National Portrait Gallery announces new Virginia Woolf exhibition
Nick Clark is the arts correspondent of The Independent. He joined the newspaper in June 2007, initially reporting on the stock markets. He has covered beats including the City, and technology, media and telecoms and made the switch to arts in December 2011. He has also contributed articles to the sports section.
Thursday 03 April 2014
The fascination with Virginia Woolf shows no sign of fading with the National Portrait Gallery set to stage the first exhibition exploring her life through portraits.
The news comes just days after the Royal Ballet revealed one of the centrepieces of its next season was a new work based on three of Woolf’s novels and with references to her life.
The NPG yesterday revealed the exhibition, which opens in July, would look at Woolf, one of the most celebrated writers of the 20th century, through 100 works including paintings, photographs and archive material.
Frances Spalding, who wrote Virginia Woolf: Art, Life and Vision, will guest curate the exhibition which will explore Woolf “as a novelist, intellectual, campaigner and public figure”.
Among the portraits are those painted by other members of the Bloomsbury Group including Vanessa Bell, Duncan Grant and Roger Fry.

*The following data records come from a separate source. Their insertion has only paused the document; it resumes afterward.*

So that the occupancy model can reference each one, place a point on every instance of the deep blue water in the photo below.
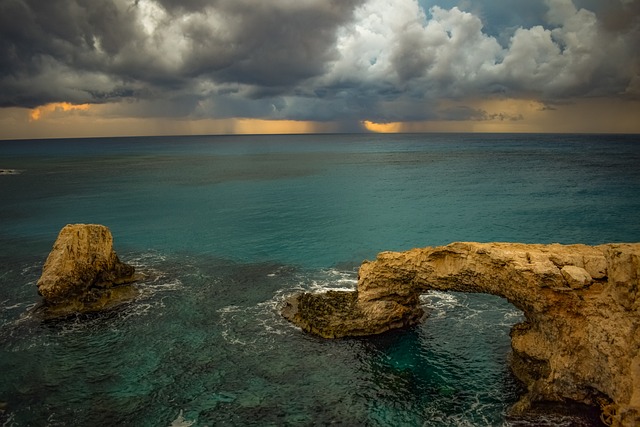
(227, 226)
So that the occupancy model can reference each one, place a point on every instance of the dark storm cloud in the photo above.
(68, 50)
(314, 59)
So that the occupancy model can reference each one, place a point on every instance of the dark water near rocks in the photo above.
(228, 226)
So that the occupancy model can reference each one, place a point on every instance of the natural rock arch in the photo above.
(581, 337)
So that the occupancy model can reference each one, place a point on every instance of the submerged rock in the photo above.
(580, 341)
(83, 273)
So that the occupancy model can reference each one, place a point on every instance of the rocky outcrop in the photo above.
(581, 337)
(83, 273)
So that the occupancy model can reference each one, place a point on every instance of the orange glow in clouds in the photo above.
(37, 113)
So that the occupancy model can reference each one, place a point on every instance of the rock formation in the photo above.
(83, 273)
(581, 337)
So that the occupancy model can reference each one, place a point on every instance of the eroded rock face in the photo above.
(581, 337)
(83, 273)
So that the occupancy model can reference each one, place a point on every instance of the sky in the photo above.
(79, 68)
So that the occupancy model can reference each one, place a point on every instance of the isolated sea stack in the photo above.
(581, 338)
(83, 273)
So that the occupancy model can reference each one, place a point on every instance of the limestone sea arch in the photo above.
(580, 340)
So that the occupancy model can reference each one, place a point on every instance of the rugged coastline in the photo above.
(83, 273)
(579, 342)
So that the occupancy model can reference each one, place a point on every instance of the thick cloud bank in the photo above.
(314, 59)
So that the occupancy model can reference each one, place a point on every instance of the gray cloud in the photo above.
(346, 60)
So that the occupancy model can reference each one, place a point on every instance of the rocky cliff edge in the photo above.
(581, 337)
(83, 273)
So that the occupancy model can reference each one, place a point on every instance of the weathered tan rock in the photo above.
(581, 337)
(83, 273)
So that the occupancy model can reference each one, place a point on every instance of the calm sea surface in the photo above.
(226, 227)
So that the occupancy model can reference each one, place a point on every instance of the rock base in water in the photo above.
(581, 338)
(336, 314)
(83, 273)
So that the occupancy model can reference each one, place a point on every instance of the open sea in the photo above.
(227, 226)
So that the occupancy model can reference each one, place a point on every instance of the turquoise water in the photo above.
(226, 227)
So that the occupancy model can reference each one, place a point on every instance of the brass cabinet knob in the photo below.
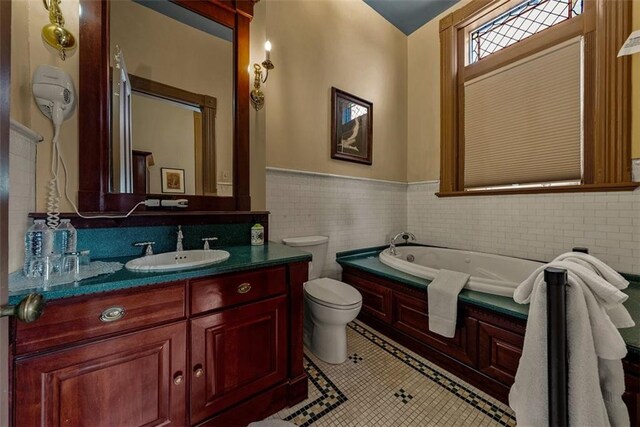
(244, 288)
(28, 310)
(178, 379)
(112, 314)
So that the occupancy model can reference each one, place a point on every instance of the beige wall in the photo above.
(346, 44)
(28, 51)
(423, 146)
(257, 133)
(635, 88)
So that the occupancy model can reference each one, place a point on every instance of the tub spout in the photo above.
(405, 235)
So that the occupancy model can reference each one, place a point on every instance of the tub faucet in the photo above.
(179, 247)
(405, 235)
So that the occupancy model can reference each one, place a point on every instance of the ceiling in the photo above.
(409, 15)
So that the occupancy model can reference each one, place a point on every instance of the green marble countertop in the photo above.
(367, 260)
(242, 258)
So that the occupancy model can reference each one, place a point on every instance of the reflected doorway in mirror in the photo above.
(172, 180)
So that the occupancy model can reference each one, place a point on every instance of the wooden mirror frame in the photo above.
(94, 110)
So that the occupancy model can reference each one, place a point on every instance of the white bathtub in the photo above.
(492, 274)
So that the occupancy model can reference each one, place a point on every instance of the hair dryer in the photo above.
(54, 94)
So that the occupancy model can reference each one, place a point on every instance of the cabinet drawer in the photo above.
(233, 289)
(68, 321)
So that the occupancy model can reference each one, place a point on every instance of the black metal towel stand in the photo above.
(557, 367)
(557, 360)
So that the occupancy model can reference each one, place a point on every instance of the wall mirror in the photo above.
(162, 88)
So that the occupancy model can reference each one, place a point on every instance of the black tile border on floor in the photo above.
(331, 391)
(455, 388)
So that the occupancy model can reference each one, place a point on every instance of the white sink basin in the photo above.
(177, 260)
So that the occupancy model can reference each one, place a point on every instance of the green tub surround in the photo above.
(244, 257)
(367, 260)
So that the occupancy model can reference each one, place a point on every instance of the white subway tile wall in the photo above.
(22, 175)
(537, 227)
(353, 213)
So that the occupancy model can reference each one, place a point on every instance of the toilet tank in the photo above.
(317, 246)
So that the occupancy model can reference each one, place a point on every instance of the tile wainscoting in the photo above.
(538, 227)
(22, 193)
(353, 212)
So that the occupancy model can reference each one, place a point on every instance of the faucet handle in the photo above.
(206, 241)
(149, 247)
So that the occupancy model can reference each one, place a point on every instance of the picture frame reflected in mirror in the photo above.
(172, 180)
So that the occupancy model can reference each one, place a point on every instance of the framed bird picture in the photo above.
(351, 127)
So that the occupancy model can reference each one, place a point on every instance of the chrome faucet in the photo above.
(405, 235)
(179, 247)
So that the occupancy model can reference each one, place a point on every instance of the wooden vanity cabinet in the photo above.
(224, 350)
(247, 348)
(132, 380)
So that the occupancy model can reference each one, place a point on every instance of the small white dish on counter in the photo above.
(182, 260)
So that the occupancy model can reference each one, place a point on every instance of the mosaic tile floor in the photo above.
(385, 384)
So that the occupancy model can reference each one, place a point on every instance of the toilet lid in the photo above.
(332, 292)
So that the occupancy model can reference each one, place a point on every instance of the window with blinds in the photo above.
(523, 122)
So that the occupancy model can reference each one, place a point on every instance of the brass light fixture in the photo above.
(54, 33)
(257, 96)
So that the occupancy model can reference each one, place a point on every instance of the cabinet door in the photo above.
(411, 317)
(235, 354)
(499, 352)
(133, 380)
(376, 299)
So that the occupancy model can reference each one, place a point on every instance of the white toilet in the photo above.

The extensive archive material, which includes diaries and original books, will display a letter to her sister, which is believed to be the last she wrote before committing suicide in 1941 at the age of 59.
Virginia Woolf's suicide letter to Vanessa Bell in 1941
The letter to Vanessa Bell said: “I feel I have gone too far this time to come back again. I am certain now that I am going mad again.”
She complained of always hearing voices and added “I shan’t get over it now,” adding: “I have fought against it, but I can’t any longer.”
The letter is held in the British Library’s manuscript collection and has not been on public display for more than a decade.
Sandy Nairne, director of the NPG, says: ‘Virginia Woolf was one of Britain’s most important writers and thinkers, who played a pivotal role at the heart of modernism in the early 20th century.”